US economy will grow despite spending cuts predicts Swiss Re Chief Economist, Kurt Karl
20 March 2013, New York
After today’s decision by the Federal Reserve to maintain the target Fed funds rate at zero to 25 basis points, Swiss Re’s Chief Economist, Kurt Karl, commented: “Triggering the sequestration will slow growth and delay the first rate hike by the Fed into early 2015.
Karl added: "If present trends continue, the unemployment rate will fall below 6.5% in the first quarter of 2015, so the Fed's first rate hike is unlikely to come any time sooner. Nevertheless, yields on the 10-year Treasury notes are expected to rise modestly this year and next, reaching about 2.6% by end-2015 as economic activity picks up.
"Though allowing sequestration to be implemented is not sound fiscal policy, it will reduce the deficit. Additionally, it will weaken economic growth this year by about 0.5%, deferring monetary tightening. Our baseline scenario assumes that more finely-tuned policies will be put in place over the next few months to reduce the dampening impact from the sequestration, so growth will be about 2.0% in 2013."
He further added: "Economic developments remain uneven in the Euro area. Economic indicators have rebounded in Germany, but have remained weak in many other European countries, particularly Italy and France. We currently expect the mild recession to continue in the Euro area, with real GDP growth of -0.3% in 2013.
"The lack of growth is one important factor that makes the resolution of the Euro area debt crisis so difficult. An excessive focus on fiscal austerity last year has probably contributed to the deepening recessions in the periphery. The focus now appears to be shifting gradually towards tolerating deficit overshoots caused by worse-than-expected economic performance. The key to longer-term sustainable growth, however, lies in further structural reforms that are conducive to growth and these, if implemented, will only have an impact over the next five years."
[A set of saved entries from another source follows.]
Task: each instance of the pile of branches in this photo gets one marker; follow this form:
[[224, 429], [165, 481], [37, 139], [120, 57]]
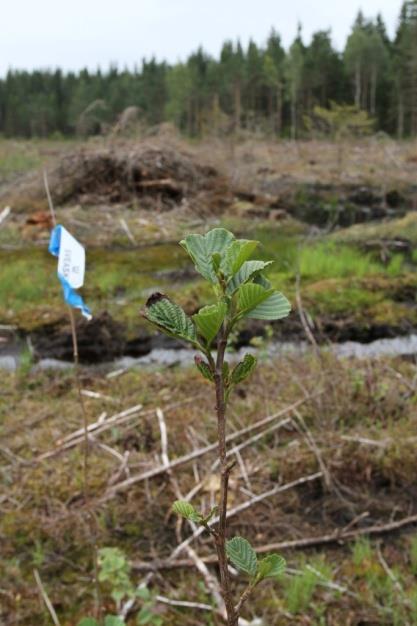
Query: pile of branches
[[147, 176]]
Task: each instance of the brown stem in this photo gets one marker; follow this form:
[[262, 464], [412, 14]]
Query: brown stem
[[220, 538], [86, 489]]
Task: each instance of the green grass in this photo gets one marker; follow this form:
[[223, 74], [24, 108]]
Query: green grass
[[326, 260]]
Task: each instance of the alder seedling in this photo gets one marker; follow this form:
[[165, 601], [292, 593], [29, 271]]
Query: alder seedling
[[241, 291]]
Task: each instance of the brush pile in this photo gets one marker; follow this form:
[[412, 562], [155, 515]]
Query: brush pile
[[145, 176]]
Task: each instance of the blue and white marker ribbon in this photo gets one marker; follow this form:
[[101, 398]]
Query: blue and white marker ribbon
[[71, 267]]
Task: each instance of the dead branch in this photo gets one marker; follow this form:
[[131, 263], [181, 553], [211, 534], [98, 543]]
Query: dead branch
[[337, 537], [201, 451]]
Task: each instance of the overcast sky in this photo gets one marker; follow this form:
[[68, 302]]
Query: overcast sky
[[72, 34]]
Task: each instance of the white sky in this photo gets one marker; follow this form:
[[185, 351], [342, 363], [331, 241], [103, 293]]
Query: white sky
[[72, 34]]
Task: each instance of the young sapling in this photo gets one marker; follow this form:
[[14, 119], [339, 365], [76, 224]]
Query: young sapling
[[241, 291]]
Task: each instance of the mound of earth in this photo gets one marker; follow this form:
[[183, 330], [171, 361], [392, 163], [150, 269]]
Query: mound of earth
[[150, 176]]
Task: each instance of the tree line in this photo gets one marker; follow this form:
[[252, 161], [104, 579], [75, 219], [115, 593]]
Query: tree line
[[254, 88]]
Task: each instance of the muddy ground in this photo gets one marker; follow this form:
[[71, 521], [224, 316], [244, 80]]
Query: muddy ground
[[343, 241]]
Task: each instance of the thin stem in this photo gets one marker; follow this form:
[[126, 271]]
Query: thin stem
[[220, 539], [86, 486]]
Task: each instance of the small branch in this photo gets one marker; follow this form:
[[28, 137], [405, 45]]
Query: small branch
[[185, 603], [45, 598], [338, 537], [202, 451], [5, 214], [49, 197]]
He continued: "The indecisive election outcome in Italy is a reminder that the reform path in Europe will not be a smooth process. In addition, reducing the private and public debt overhang involves distributional choices that can lead to a public outcry as we are currently witnessing in Cyprus."
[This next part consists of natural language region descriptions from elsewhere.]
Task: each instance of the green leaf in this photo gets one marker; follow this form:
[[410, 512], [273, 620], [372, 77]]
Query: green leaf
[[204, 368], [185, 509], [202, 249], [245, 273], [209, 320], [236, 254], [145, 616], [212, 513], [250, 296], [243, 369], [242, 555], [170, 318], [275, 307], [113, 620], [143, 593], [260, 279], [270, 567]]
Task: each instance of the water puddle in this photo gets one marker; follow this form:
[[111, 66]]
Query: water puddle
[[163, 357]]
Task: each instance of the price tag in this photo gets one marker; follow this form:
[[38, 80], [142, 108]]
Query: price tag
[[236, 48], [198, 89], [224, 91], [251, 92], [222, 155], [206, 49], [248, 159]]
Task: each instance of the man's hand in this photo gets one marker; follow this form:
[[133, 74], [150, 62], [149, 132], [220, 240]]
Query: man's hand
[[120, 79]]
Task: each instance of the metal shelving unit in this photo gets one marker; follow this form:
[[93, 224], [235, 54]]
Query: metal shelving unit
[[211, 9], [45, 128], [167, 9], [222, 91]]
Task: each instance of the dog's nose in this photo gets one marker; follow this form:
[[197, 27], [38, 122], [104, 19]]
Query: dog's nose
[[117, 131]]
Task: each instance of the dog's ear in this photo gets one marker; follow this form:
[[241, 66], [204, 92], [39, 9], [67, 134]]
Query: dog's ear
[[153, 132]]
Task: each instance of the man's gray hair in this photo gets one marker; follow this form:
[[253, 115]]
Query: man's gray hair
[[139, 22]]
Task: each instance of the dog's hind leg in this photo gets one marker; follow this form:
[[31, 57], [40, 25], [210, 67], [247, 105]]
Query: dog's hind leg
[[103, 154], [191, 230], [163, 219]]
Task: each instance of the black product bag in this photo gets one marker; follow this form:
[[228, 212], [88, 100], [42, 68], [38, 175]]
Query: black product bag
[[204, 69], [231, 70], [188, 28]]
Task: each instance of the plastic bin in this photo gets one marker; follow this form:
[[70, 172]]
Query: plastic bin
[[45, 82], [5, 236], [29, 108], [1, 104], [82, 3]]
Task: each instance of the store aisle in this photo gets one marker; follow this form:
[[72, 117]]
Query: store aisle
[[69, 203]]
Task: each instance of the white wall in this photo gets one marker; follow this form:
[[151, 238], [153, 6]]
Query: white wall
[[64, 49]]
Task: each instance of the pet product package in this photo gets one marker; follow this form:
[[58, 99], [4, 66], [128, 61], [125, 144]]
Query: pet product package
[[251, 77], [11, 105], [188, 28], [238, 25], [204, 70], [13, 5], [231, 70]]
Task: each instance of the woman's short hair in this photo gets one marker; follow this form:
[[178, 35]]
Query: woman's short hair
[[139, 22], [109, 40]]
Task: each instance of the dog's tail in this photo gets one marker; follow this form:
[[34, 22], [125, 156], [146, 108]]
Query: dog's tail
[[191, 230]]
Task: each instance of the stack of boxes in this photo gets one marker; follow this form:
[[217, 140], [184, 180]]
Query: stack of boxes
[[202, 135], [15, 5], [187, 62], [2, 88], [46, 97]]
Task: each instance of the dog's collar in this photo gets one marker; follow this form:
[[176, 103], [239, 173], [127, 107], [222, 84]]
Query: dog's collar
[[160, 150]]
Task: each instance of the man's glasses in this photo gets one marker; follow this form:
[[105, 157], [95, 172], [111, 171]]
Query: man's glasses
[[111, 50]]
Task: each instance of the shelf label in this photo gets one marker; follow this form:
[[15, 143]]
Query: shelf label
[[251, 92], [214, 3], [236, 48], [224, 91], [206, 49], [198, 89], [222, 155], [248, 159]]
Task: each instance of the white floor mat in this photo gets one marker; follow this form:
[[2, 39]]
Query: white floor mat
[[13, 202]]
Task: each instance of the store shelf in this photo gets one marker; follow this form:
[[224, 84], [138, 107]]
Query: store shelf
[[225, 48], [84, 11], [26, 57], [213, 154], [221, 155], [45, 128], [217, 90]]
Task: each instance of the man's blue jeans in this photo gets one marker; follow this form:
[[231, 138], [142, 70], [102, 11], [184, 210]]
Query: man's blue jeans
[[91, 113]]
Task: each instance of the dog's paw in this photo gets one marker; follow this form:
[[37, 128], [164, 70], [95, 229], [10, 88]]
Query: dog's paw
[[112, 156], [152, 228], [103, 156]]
He also said: "Recent data confirm a modest recovery in China, with real GDP growth of 8.2% expected. Inflation is picking up slowly which could point to monetary policy gradually returning to a neutral position, unless growth falters. In Japan, the recent appointment of new senior leadership to the Bank of Japan (BoJ) promises a more aggressive monetary policy, and is a bold statement to raise the public's inflation expectations. However, the success of 'Abenomics', a combination of expansive monetary and fiscal policies, will require further policy actions including large amounts of asset purchases by the BoJ. Moreover, structural reforms will also be key to raising Japan's growth potential. Real GDP growth will be about 1.0% and inflation about 0.4% this year."
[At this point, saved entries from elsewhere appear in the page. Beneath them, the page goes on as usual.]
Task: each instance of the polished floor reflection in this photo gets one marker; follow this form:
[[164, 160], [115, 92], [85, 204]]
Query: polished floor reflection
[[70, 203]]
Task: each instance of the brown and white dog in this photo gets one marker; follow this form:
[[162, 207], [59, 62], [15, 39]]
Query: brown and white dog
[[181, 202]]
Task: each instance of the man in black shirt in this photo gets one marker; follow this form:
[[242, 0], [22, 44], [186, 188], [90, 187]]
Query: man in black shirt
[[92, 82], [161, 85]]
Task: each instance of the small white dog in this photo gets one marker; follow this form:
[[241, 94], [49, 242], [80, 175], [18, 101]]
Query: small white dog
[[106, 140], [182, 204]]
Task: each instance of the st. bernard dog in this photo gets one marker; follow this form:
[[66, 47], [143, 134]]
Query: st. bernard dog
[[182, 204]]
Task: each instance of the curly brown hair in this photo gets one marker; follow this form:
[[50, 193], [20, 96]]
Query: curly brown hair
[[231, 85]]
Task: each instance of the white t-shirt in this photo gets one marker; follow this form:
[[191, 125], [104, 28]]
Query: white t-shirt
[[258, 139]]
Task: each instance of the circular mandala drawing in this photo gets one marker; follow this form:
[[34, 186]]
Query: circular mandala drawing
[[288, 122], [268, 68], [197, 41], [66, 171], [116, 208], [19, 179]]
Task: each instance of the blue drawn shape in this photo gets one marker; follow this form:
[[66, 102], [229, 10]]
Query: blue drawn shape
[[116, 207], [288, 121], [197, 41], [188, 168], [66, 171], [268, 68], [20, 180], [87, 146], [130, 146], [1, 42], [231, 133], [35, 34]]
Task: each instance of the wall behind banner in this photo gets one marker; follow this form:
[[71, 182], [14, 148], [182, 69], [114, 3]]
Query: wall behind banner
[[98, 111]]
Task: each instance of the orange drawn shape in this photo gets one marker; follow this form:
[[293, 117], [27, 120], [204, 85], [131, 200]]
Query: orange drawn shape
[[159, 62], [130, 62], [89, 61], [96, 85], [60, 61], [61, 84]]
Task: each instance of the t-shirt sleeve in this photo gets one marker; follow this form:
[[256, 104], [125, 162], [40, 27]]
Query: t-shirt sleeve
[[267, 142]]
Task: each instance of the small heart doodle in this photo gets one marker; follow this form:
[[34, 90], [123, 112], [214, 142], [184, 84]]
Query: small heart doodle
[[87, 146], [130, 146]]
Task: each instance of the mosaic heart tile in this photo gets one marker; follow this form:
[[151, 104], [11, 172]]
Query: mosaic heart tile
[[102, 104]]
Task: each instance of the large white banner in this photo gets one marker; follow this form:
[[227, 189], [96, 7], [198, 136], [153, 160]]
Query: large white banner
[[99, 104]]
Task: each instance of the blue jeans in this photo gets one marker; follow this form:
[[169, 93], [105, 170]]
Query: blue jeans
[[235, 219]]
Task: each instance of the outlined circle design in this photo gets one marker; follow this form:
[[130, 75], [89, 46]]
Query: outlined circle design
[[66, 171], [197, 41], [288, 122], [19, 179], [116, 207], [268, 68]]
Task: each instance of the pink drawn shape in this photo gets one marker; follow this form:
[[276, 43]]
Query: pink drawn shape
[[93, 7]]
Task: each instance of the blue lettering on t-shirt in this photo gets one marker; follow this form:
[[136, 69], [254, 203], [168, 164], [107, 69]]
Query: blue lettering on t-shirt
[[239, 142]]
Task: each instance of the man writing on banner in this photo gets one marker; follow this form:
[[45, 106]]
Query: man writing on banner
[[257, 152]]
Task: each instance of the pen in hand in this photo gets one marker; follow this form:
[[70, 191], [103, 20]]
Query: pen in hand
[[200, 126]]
The Swiss Re Group is a leading wholesale provider of reinsurance, insurance and other insurance-based forms of risk transfer. Dealing direct and working through brokers, its global client base consists of insurance companies, mid-to-large-sized corporations and public sector clients. From standard products to tailor-made coverage across all lines of business, Swiss Re deploys its capital strength, expertise and innovation power to enable the risk-taking upon which enterprise and progress in society depend. Founded in Zurich, Switzerland, in 1863, Swiss Re serves clients through a network of over 60 offices globally and is rated "AA-" by Standard & Poor's, "A1" by Moody's and "A+" by A.M. Best. Registered shares in the Swiss Re Group holding company, Swiss Re Ltd, are listed on the SIX Swiss Exchange and trade under the symbol SREN. For more information about Swiss Re Group, please visit: www.swissre.com or follow us on Twitter @SwissRe.
The material and conclusions contained in this publication are for information purposes only and the author offers no guarantee for the completeness of its contents. The statements in this report may provide current expectations of future events based on certain assumptions. These statements involve known and unknown risks, uncertainties and other factors which are not exhaustive. The author of this report undertakes no obligation to publicly revise or update any statements, whether as a result of new information, future events or otherwise. Swiss Re shall not be held responsible in any way for, and specifically disclaims any liability arising out of or in any way connected to, reliance on or use of this publication.